DeAngelo, who served in the Navy, was a police officer in Exeter, in the San Joaquin Valley, from 1973 to 1976, at a time a burglar known as the Visalia Ransacker was active, Jones said.
He transferred to the force in Auburn in the Sierra foothills near where he grew up outside Sacramento. About 50 crimes, including two killings, were attributed to the East Area Rapist during the three years DeAngelo worked in Auburn, but Jones said it wasn't clear if any were committed while on duty.
DeAngelo was fired from the Auburn department in 1979 after being arrested for stealing a can of dog repellent and a hammer from a drug store, according to Auburn Journal articles from the time. He was convicted of the theft and fined $100.
Ten slayings occurred after he was fired and all took place in Southern California.
As the crimes unfolded across the state, authorities called the attacker by different names. He was dubbed the East Area Rapist after his start in Northern California, the Original Night Stalker after a series of Southern California slayings and the Diamond Knot Killer for using an elaborate binding method on two of his victims.
He was most recently called the Golden State Killer, an appellation given to him by the late writer Michelle McNamara, whose book "I'll Be Gone In The Dark: One Woman's Obsessive Search For The Golden State Killer" was published this year.
McNamara's husband, the comedian Patton Oswalt, discussed his late wife's search for the killer on NPR in February.
Although it's unusual for serial killers to stop, Jones said they have no reason to think DeAngelo continued to commit crimes after 1986, when the last rape and killing occurred in Orange County.
"We have no indication of any crimes with a similar or at least a close enough link to his MO and other things that he's done in the past to link him to anything from '86 on," Jones said. "We just have nothing at this point."
Jones said he always thought the rapist was alive, but might be in prison.
For the prosecutors and investigators, the arrest not only marked a significant professional achievement but also a personal one that had touched their formative years and early careers.
Alameda County District Attorney Nancy O'Malley was a college student volunteering at a rape crisis center and "sat with survivors who had been assaulted by this guy."
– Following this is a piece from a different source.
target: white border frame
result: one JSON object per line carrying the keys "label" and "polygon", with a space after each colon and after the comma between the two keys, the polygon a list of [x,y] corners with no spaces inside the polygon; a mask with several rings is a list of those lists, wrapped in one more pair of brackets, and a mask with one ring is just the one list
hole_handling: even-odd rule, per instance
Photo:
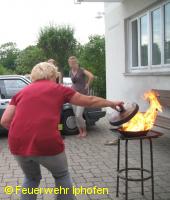
{"label": "white border frame", "polygon": [[[149,9],[148,11],[143,12],[142,14],[131,18],[127,21],[128,23],[128,29],[127,34],[129,35],[128,38],[128,72],[170,72],[170,64],[164,64],[164,30],[165,30],[165,20],[164,20],[164,6],[170,3],[170,0],[167,0],[166,2],[161,2],[161,4],[154,6],[153,8]],[[151,14],[154,10],[160,8],[161,13],[161,64],[160,65],[152,65],[152,17]],[[148,66],[141,66],[141,48],[140,48],[140,18],[142,16],[147,15],[148,19]],[[138,26],[138,66],[133,67],[132,66],[132,22],[137,20],[137,26]]]}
The wave of horrifying crimes had brought an end to a more innocent era in the Sacramento suburbs when children rode bicycles to school, played outside until dark and people didn't lock their doors, Schubert said.
"It all changed," said Schubert, who was 12 at the time. "For anyone that lived here in this community, in Sacramento, the memories are very vivid. You can ask anyone who grew up here. Everyone has a story."
Totten said he was a young law clerk in the office during the investigation into the 1980 slayings of Lyman and Charlene Smith that "struck terror in the hearts of Ventura residents."
"We had no idea this killer was connected to so many other crimes," Totten said.
In 2016, the FBI and California officials renewed their search for the East Area Rapist and announced a $50,000 reward for his arrest and conviction. He had been linked to a total of more than 175 crimes between 1976 and 1986.
The FBI created a robust web page in June 2016, and solicited the public's help in finding the killer.
In 1999, Orange County sheriff's homicide detectives were able to use DNA to link the Irvine slaying of Keith and Patrice Harrington to nine other slayings in the 1980s in Orange, Ventura and Santa Barbara counties. The genetic evidence was later used to connect the same suspect to 50 rapes in Northern California.
Harrington's brother, Bruce, helped bankroll a successful 2004 ballot initiative campaign to take DNA from all convicted felons and some arrestees.
"To the victims, sleep better tonight, he isn't coming through the window," Bruce Harrington said at the news conference announcing the arrest.
Jane Carson-Sandler was one of the first victims when she was sexually assaulted in 1976 in her home in Citrus Heights, the same community where DeAngelo was arrested at his home.
She said she received an email Wednesday from a retired detective who worked on the case telling her they have identified the rapist and that he's in custody.
"I have just been overjoyed, ecstatic. It's an emotional roller-coaster right now," Carson-Sandler, who now lives near Hilton Head, South Carolina, told The Associated Press in a telephone interview. "I feel like I'm in the middle of a dream and I'm going to wake up and it's not going to be true. It's just so nice to have closure and to know he's in jail."
FBI agents and other investigators were gathering evidence at DeAngelo's neatly kept home on Wednesday. Jones said they were looking for mementos that may have been stolen from victims.
Neighbors said DeAngelo took meticulous care of his house, which was always perfectly painted and his lawn manicured. But he was known for an explosive temper and loud cursing.